La semana pasada me tocó
visitar el sagrario por primera vez después del primer llamado a la
contingencia sanitaria. Me dio mucho gusto ver como mi parroquia optó por las
medidas de precaución solicitadas: distancia entre personas, uso de cubre bocas
obligatorio, toma de temperatura en el acceso con un dispensador de gel anti bacterias,
registro de los visitantes y cordones que indicaban las rutas dentro del
templo.
Al acercarme al sagrario
me conmoví. No pude evitar pensar en el sentimiento que sintió Josué cuando después
de tantas batallas y travesías logró pisar la tierra prometida. A fin de
cuentas, el mundo estaba librando una gran batalla y, después de 60 mil muertos
en México, Dios había permitido llegar hasta ahí, hasta el suelo santo, el
sagrario. Es una bendición para cualquiera estar libre de cualquier enfermedad.
Disfrute muchos aquellos
pequeños instantes ante el sagrario. Cualquier incrédulo podrá decir: “no es
necesario ir al templo para estar con Dios, Él está en todos lados y desde
cualquier lugar se puede orar”. Pero la situación no es tal, desde casa oramos
de igual forma aunque dentro de un ambiente distinto.
Sucede que la fe es como
las alegrías y las tragedias, es un sentimiento y anhelo mutuo que se comparte
entre conocidos o desconocidos que se reúnen en ese lugar que consideran
sagrado: el templo y el sagrario. La enseñanza de Jesús de “el fariseo y el
publicano” inicia con esta descripción: “Dos hombres subieron al templo para
orar…” (S. Lucas 8,10). En esa simple frase, Jesús reunió los elementos: los
individuos, la acción, el sitio sagrado y la oración. Es un esfuerzo hecho por
las personas para encontrarse con un Dios, rompiendo la comodidad de
permanencia en la casa propia para acudir a la casa de oración. El templo es el
espacio donde nos encontramos con la presencia de Dios y con el prójimo que
reconoce a ese Dios que nosotros reconocemos.
¿Por qué Jesús inicio el
relato del publicano y el fariseo usando la frase: “dos hombres subieron al
templo para orar…”?. Desconozco el motivo preciso pero distingo que en los
tiempos de Jesús los publicanos no tenían buena fama entre los judíos.

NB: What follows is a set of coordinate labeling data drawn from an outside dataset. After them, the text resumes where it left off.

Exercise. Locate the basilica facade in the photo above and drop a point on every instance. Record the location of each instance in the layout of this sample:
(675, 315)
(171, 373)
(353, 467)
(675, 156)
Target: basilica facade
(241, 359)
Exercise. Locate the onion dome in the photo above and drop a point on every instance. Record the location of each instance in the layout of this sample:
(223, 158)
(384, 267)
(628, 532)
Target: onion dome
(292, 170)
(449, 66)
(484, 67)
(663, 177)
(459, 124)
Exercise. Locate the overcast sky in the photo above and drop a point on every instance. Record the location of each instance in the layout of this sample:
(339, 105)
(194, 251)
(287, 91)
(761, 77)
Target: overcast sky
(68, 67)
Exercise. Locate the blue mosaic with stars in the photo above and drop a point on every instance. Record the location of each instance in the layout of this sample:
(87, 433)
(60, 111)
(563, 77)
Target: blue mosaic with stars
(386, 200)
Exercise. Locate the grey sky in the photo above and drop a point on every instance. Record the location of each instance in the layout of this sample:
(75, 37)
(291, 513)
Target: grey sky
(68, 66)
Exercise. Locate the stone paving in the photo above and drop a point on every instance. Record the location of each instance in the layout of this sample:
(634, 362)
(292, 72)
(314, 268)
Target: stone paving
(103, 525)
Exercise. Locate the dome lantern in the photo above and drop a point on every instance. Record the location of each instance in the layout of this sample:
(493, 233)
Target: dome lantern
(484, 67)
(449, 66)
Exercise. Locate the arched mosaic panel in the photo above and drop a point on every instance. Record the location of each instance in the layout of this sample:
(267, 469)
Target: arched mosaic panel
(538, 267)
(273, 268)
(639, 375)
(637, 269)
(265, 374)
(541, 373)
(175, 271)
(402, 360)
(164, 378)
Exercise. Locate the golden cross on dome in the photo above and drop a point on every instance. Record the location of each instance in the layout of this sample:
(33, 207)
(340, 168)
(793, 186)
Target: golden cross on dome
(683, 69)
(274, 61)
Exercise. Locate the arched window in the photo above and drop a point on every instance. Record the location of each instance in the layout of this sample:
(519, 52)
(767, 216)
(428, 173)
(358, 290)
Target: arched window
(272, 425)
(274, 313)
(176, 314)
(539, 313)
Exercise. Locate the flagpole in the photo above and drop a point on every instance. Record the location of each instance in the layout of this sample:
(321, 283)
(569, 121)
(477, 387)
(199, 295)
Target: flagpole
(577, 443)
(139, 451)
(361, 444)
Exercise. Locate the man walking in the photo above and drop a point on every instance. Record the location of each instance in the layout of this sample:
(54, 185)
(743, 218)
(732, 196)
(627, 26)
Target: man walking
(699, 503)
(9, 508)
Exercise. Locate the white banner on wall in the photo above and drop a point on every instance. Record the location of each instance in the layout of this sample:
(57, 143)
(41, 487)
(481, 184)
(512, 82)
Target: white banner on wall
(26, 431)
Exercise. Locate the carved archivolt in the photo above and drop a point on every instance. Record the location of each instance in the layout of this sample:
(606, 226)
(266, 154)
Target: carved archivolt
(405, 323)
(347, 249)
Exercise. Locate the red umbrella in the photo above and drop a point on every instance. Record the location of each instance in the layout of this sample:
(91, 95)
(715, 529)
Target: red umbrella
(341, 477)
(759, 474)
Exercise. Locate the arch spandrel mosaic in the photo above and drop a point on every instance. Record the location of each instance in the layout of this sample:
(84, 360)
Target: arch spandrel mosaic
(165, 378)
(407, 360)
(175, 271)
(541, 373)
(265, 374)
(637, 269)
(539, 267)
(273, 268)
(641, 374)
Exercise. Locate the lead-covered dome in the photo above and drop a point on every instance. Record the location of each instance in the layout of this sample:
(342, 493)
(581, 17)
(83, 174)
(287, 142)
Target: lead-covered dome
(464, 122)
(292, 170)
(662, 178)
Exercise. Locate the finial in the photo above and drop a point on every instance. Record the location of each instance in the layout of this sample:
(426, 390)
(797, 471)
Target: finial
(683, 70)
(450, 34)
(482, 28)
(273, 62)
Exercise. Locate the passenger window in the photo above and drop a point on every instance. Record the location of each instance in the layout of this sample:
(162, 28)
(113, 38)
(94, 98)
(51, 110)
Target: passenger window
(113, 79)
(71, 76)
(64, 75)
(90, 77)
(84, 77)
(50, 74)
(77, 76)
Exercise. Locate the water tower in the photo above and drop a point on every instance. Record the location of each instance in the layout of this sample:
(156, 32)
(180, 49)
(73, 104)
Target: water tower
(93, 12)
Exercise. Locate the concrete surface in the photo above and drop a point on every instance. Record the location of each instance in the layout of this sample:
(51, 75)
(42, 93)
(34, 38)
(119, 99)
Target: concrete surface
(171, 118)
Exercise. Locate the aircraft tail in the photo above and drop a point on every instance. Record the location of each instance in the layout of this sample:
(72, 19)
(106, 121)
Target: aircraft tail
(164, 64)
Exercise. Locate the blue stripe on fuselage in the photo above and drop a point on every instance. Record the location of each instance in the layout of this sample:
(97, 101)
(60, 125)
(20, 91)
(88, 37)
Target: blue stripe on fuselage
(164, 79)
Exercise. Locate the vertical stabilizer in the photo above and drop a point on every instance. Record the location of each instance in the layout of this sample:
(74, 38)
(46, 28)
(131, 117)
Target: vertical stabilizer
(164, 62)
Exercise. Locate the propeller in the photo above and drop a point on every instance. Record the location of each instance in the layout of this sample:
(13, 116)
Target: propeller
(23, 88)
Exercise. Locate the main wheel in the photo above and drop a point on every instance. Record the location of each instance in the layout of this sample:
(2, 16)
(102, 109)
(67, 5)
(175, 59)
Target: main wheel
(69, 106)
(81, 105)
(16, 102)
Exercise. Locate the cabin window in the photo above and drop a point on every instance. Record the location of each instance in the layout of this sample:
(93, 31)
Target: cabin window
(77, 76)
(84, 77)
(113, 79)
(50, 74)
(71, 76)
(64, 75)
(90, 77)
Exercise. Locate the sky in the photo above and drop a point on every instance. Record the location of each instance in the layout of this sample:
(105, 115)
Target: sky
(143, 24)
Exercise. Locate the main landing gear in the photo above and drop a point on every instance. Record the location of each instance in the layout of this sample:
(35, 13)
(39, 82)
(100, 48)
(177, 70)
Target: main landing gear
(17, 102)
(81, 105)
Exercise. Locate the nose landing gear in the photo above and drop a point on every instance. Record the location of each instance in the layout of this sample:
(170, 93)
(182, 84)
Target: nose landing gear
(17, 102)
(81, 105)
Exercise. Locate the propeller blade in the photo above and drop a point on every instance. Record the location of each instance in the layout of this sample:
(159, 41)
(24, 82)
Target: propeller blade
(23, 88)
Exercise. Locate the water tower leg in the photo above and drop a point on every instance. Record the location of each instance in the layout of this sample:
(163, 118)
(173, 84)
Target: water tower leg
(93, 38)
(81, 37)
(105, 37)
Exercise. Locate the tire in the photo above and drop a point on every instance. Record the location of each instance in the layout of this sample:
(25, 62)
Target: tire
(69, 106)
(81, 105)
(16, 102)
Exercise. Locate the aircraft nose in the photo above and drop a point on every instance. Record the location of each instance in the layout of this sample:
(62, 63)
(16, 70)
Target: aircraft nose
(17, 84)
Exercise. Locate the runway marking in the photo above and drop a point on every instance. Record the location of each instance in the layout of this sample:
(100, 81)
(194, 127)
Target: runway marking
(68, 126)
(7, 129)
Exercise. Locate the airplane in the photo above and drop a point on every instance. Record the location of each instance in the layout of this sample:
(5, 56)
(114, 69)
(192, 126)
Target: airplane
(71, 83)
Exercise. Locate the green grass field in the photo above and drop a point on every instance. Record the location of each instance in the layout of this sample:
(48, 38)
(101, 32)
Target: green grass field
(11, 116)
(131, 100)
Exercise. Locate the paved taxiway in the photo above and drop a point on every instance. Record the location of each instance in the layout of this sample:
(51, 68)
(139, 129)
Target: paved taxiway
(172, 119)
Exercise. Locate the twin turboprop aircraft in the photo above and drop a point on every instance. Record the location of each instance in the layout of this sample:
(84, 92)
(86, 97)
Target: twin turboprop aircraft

Ellos
eran cobradores de impuestos designados por roma y, al estar Jerusalén bajo la
jurisdicción de los romanos, sus cobradores eran detestados. Si alguien debía hacer
oración en su casa era el publicano y por esta razón al entrar al templo de los
judíos –en su vergüenza− ni se atrevía a elevar su vista al cielo. Pero Jesús
en su paciencia y caridad inicia el relato diciendo: “Dos hombres subieron al
templo para orar…”. Cualquier ser humano, sin importar su condición de vida
tiene entrada al templo. El templo es la casa de Dios dispuesta para las
personas.
Quienes hacen oración en
su casa no hacen mal. El templo es un sitio físico que nos otorga una cohesión
social pues nos permite distinguir un proyecto común, una fe común. Quien solo
hace oración en su casa reconoce su casa como propia, pero quien acude al
templo reconoce dos casas, la suya y la casa común: el templo.
Los tiempos de pandemia
y encierro han despertado el hambre de encontrarse con el prójimo, con los
amigos, con los hermanos en la fe. Aquella cotidianidad que era inapreciable
por la monotonía cobró una relevancia no vista tras la cuarentena, y acudir al
templo para orar dejó de parecer algo común, lo siento como un regalo de Dios.